The New NFL Overtime Rules Could Help the Packers

It’s a small thing, and who knows if the Packers will be in a position to capitalize on it (the rule is only for the playoffs), but ensuring that the Packers’ offense gets the ball at least once and giving Matt LaFleur a little bit of two-point-conversion game theory to work with feels like a net positive for the Pack. Small thing, but the kind of small thing that’s either nothing at all or extremely significant when all’s said and done.

Ok, the Bets

We’re down! I’m bummed. For a long time—upwards of three years—we were always positive in our average return on published bets. To have that end is sad, and a bit disappointing, and it hurts that the thing we had so much good history on—college basketball betting in November, December, and March—proved to be our downfall. Those have been months when, in the past, we’ve taken flight. This year, we crashed.

We’re going to keep publishing the bets. For a while, we said we wouldn’t do it if we dropped under even, but we’ve changed our mind on that for a few reasons: The first is that our futures still have, across all sports, a positive record. The second is that our medium and high-confidence picks still have, across all channels, a positive record.
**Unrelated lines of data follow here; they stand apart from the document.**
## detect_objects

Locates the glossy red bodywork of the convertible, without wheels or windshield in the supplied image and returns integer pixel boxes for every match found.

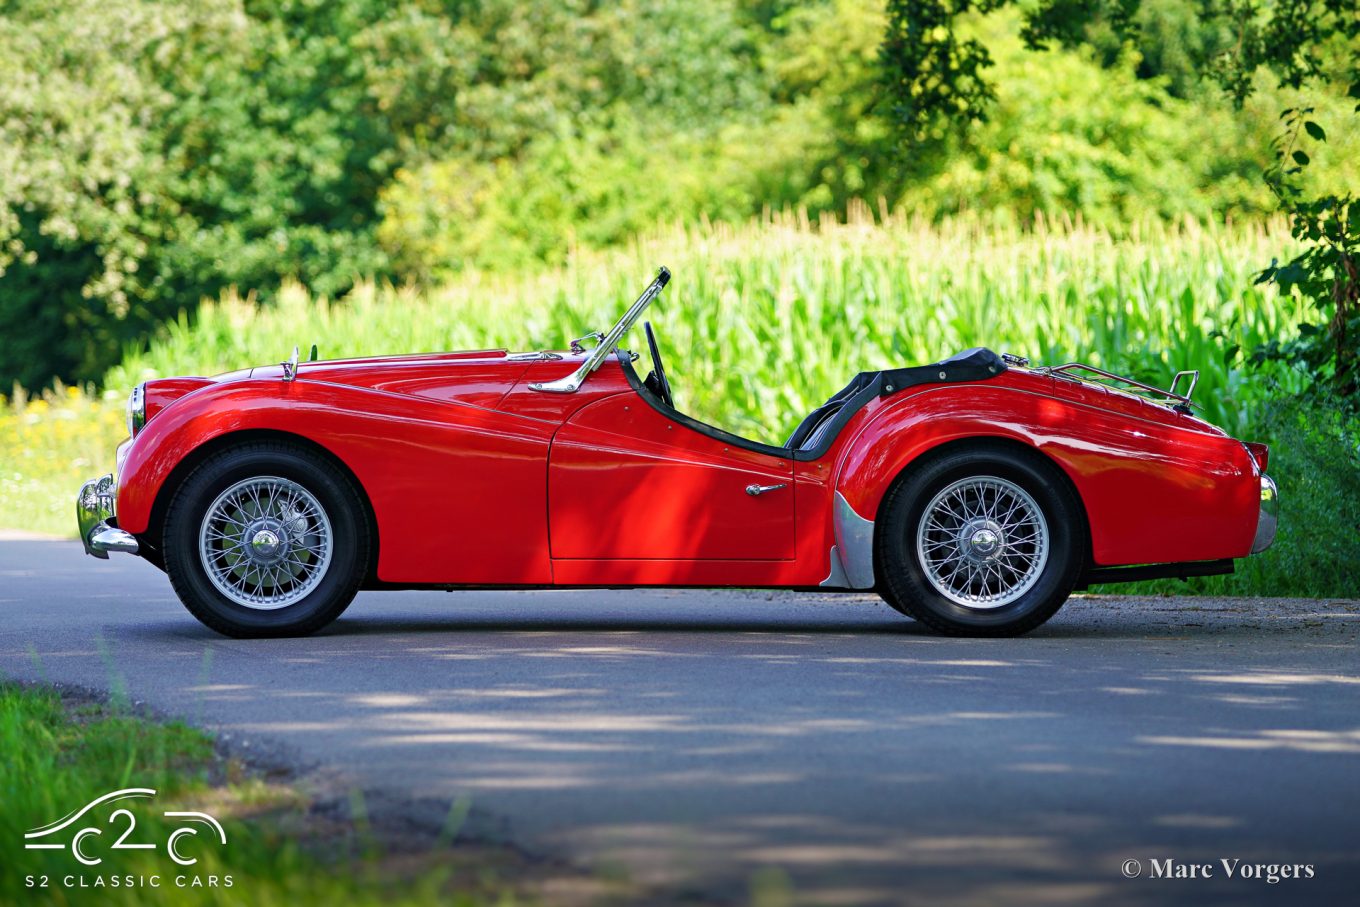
[86,269,1274,639]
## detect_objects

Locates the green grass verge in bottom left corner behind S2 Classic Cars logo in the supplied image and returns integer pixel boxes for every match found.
[0,684,524,907]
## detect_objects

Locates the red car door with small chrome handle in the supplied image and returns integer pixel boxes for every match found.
[548,392,794,562]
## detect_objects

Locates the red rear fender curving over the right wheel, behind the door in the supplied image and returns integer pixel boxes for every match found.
[835,383,1259,579]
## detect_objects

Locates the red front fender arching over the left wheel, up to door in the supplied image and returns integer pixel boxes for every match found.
[118,379,554,585]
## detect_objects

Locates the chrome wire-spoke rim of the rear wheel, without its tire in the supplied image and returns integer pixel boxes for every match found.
[915,476,1050,609]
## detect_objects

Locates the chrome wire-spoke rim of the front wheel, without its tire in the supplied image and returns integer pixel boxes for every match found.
[199,476,335,611]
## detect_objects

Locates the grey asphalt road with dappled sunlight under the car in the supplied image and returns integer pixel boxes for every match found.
[0,541,1360,904]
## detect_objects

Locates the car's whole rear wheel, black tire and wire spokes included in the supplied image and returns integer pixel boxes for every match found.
[876,443,1087,636]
The third is that we like picking games, it’s fun, and if we’re only 51% correct, so be it. There are more expensive hobbies out there, and we’ll continue to be open with you all.

For the time being, we’re going to keep picking basketball games (we still have outstanding futures on Villanova, which could help us close what’s currently an 85-unit all-time deficit once that hedge is done), but we’ll be lowering the confidence in accordance with recent results, down into low-confidence, which are longshots and/or bets where we’re trying to figure a sport out. We’ll keep making picks for auto racing (NASCAR, IndyCar, F1) as well, with the same thought behind those—we’re trying it out. If we build or publish any new models (I’m guessing we’ll at least bring the NHL one back, though college baseball is currently largest on our radar), we’ll experiment with using them to make picks, as they’re designed for such things. What we won’t be doing, unless circumstances change, is making picks on individual MLB games this year. Our history isn’t great on those, and there are so many of them that chasing success on that front could dig our hole much too deep. Instead, we’ll go even heavier into our futures portfolio, where we have great history and the pace leaves space for other work (modeling work, specifically, since that’s always a part of this site that gets short-changed), and we’ll try to outline our overall strategy of crafting a robust portfolio (balancing profit probability with value) in addition to sharing our picks. So, if you enjoy crafting futures portfolios yourself, stay tuned. We’re excited for it, and we’ll be investing a lot of units in it to try to get us back profitable by fall.

***

No college basketball tonight, but they’ve got Heat/Celtics and Suns/Warriors on ESPN at 7:30 PM EDT and 10:00 PM EDT, and the Kings play the Oilers in a hockey game with playoff implications at 9:30 PM EDT on ESPN+.